Lab 6 — Likelihood & MLE curves

Drawing the likelihood for a proportion and finding where it peaks

Purpose. This lab is the hands-on companion to Week 6 — Maximum likelihood estimation (and builds on Week 5 — Likelihood). The notes develop the likelihood as a function of the parameter and the MLE as its peak; here you draw that curve, find its maximum, and confirm it lands on the value the algebra predicted.

The idea

The likelihood $L(\theta)$ asks, for each candidate value of the pass rate $\theta$, how probable the data we actually saw would be. Plot it over a grid of $\theta$ values and it is a curve with a single hump; the maximum likelihood estimate is the $\theta$ at the top of the hump. This lab makes that picture concrete for the reading-fluency study’s $26$ passes out of $40$, and shows why we usually work with the log-likelihood instead — same peak, friendlier arithmetic.

Goal

Compute and plot $L(\theta)$ and $\log L(\theta)$ for $x = 26$ successes in $n = 40$ trials over a grid of $\theta$, find the grid maximum, confirm it equals $\hat\theta = 26/40 = 0.65$, and check it against a numerical optimizer.

Setup

Open R and a fresh Quarto document. Fix the seed (there is no randomness here, but the convention keeps every lab reproducible). The data are just the two counts.

set.seed(35103)
x <- 26    # successes (passes)
n <- 40    # trials (students)
theta_grid <- seq(0.001, 0.999, by = 0.001)   # candidate pass rates

Steps

Step 1 — the likelihood over a grid

The likelihood for binomial data is $L(\theta) = \binom{n}{x}\theta^{x}(1-\theta)^{n-x}$. In R, dbinom gives exactly this for each grid value.

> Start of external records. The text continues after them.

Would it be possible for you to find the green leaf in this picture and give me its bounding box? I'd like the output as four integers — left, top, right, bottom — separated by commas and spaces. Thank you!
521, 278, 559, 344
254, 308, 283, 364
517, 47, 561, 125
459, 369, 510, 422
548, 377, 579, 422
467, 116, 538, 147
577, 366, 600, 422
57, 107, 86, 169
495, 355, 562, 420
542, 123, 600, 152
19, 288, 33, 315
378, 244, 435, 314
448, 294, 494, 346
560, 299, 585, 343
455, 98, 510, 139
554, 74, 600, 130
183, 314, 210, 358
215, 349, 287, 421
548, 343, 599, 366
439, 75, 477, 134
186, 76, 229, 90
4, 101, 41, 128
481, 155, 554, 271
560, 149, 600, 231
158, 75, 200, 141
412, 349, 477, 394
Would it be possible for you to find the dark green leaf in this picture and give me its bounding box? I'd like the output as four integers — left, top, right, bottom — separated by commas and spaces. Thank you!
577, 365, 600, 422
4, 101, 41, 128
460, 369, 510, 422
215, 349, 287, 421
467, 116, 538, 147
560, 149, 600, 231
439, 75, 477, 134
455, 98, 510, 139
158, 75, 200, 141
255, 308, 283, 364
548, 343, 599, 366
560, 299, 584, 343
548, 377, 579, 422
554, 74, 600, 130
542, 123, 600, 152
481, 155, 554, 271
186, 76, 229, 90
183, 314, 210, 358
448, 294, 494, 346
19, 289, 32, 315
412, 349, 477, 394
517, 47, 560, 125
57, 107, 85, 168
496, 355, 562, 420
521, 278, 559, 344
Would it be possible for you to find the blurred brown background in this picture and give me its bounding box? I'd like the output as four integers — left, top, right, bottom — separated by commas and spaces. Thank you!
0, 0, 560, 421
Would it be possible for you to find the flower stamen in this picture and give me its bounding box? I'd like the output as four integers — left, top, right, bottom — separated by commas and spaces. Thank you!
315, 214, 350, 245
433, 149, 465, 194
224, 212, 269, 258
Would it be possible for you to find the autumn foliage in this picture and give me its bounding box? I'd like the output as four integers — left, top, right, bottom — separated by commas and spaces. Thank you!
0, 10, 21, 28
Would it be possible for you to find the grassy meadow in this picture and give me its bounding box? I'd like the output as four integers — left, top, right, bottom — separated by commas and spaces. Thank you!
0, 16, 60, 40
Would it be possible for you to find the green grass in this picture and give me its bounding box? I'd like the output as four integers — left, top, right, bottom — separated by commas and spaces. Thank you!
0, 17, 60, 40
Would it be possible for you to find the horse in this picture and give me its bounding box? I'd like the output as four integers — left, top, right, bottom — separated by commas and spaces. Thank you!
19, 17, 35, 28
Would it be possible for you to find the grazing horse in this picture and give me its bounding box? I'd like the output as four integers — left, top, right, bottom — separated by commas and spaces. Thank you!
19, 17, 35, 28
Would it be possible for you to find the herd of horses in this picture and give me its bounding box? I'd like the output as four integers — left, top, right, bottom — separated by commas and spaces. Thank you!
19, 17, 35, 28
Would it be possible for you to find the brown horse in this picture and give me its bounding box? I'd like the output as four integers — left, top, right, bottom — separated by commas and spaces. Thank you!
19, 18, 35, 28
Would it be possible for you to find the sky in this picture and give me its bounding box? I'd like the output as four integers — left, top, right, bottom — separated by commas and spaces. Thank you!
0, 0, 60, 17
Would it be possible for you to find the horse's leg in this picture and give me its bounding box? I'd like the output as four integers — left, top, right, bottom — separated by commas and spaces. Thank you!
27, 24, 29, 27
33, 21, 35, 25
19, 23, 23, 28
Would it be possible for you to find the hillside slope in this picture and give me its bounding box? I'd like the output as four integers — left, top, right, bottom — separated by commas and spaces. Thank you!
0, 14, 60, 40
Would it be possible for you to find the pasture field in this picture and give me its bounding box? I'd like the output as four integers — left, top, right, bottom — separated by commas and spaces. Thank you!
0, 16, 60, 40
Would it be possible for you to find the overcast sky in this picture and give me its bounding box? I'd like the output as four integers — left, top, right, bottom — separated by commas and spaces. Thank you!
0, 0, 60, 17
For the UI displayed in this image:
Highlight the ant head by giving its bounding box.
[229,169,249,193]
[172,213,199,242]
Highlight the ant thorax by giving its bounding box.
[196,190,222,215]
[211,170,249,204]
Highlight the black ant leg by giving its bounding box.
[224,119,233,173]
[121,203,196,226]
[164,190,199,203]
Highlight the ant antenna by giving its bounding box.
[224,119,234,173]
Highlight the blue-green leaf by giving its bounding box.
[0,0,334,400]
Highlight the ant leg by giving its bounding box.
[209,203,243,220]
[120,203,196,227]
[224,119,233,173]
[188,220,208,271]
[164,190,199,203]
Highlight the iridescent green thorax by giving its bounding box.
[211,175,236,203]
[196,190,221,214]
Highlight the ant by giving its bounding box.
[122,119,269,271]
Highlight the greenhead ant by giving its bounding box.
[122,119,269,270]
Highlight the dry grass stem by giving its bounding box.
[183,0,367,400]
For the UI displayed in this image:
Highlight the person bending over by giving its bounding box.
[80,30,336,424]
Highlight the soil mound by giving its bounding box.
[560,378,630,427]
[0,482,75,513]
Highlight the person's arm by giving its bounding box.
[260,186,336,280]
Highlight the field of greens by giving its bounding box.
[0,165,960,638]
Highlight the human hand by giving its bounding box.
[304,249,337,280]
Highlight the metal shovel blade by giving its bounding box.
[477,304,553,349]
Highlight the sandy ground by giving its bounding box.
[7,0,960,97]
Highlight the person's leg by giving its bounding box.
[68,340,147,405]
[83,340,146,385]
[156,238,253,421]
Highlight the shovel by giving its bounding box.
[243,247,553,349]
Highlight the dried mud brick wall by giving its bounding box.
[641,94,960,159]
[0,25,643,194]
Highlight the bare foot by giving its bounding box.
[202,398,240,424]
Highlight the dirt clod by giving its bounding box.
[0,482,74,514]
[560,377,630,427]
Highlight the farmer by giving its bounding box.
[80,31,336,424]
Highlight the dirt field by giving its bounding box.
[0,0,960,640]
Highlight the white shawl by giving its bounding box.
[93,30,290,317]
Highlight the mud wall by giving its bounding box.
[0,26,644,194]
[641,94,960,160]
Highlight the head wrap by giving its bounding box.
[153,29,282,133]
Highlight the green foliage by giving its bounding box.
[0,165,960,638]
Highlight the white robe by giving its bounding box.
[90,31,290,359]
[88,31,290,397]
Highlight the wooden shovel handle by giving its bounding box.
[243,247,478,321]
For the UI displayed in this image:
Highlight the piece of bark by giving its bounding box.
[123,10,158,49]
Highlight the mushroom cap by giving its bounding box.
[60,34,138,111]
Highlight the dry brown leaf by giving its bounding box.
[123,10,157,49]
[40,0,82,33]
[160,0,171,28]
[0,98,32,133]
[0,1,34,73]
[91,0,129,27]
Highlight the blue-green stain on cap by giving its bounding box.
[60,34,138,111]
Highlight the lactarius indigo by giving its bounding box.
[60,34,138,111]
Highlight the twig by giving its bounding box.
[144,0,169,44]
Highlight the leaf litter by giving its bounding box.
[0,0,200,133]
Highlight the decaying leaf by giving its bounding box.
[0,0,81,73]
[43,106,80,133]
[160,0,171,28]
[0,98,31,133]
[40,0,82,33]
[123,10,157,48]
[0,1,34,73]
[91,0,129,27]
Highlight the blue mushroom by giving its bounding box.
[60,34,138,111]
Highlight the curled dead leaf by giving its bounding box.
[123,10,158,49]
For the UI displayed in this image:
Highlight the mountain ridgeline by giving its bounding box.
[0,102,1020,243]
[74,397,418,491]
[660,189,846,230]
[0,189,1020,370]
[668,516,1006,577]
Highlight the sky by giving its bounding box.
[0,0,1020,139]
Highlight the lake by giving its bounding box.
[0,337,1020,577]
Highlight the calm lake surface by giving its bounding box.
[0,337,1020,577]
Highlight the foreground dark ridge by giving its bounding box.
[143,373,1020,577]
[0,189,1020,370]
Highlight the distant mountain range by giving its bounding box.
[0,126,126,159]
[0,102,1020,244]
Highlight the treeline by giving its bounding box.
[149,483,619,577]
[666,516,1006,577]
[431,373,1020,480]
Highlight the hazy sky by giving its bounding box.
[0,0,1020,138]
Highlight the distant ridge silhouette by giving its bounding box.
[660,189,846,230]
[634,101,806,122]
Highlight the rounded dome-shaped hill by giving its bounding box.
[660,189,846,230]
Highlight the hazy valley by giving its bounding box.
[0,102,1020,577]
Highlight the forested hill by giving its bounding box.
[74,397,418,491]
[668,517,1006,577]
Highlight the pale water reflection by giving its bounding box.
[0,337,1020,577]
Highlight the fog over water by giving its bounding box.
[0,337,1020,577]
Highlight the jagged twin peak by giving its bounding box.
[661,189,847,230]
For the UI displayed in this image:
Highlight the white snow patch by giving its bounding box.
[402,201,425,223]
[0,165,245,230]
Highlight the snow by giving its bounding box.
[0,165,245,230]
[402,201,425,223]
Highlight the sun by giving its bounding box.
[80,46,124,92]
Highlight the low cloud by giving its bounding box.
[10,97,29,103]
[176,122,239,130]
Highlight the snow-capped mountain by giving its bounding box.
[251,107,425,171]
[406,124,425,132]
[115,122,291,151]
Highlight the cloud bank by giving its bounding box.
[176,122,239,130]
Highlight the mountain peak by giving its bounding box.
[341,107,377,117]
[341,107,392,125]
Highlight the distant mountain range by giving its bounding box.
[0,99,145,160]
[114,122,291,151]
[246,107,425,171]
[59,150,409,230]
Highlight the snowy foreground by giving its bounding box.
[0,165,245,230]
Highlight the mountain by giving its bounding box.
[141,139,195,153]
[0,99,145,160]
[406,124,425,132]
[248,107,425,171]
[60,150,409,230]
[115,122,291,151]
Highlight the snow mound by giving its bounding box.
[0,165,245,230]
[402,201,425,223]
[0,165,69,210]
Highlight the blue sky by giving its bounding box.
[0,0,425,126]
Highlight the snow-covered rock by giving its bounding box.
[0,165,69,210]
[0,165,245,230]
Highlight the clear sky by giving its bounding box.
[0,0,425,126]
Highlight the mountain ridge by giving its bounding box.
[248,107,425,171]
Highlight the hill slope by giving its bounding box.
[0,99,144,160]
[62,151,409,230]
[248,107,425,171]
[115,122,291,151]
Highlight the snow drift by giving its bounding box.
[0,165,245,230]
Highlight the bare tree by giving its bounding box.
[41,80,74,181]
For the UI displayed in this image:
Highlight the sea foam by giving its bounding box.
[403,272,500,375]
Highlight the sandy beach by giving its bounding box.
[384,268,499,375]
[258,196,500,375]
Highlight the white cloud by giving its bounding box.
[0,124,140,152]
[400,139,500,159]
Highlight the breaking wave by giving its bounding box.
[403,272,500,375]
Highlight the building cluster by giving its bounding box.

L <- dbinom(x, size = n, prob = theta_grid)   # L(theta) for every candidate theta
plot(theta_grid, L, type = "l",
     main = "Likelihood L(theta) for x = 26, n = 40",
     xlab = expression(theta), ylab = "L(theta)")

Step 2 — find the peak

The grid maximum is the value of $\theta$ where L is largest. It should land on $0.65$.

theta_grid[which.max(L)]   # ~ 0.650  -> the MLE
x / n                       # 0.65     -> the closed-form MLE, for comparison

Step 3 — the log-likelihood, and an optimizer

The log-likelihood $\ell(\theta) = \log L(\theta)$ has its peak at the same $\theta$ but is numerically nicer (sums instead of products). Plot it, and confirm the maximum with a general-purpose optimizer.

loglik <- function(t) x * log(t) + (n - x) * log(1 - t)   # up to a constant
plot(theta_grid, loglik(theta_grid), type = "l",
     main = "Log-likelihood", xlab = expression(theta), ylab = "log L(theta)")

opt <- optimize(loglik, interval = c(0.001, 0.999), maximum = TRUE)
opt$maximum   # ~ 0.65  -> matches the grid and the formula

Verify

Grid, formula, optimizer agree. theta_grid[which.max(L)], x/n, and opt$maximum should all be about $0.65$. Three independent routes to the same MLE is the confirmation.
Same peak, two curves. The likelihood and the log-likelihood peak at the same $\theta$; the log just stretches the vertical scale. If your log-likelihood peaks somewhere else, you have a bug (often a misplaced n - x).
Shape. The curve is humped and falls toward $0$ near $\theta = 0$ and $\theta = 1$ — values far from $0.65$ make $26$ passes out of $40$ implausible, which is exactly what the likelihood is measuring.

AI use note

Field	What to record
Tool	which assistant you used, with approximate date or version
Purpose	what you used it for (e.g. explaining `dbinom`, debugging the `optimize` call)
Verification	how you checked it: confirmed the grid maximum equals `x/n`, compared the optimizer to the formula, or rederived the score equation by hand

Verification is the load-bearing line: an AI can write the optimize call, but you confirm its answer matches $26/40$ — and that you can say why the MLE is the count ratio.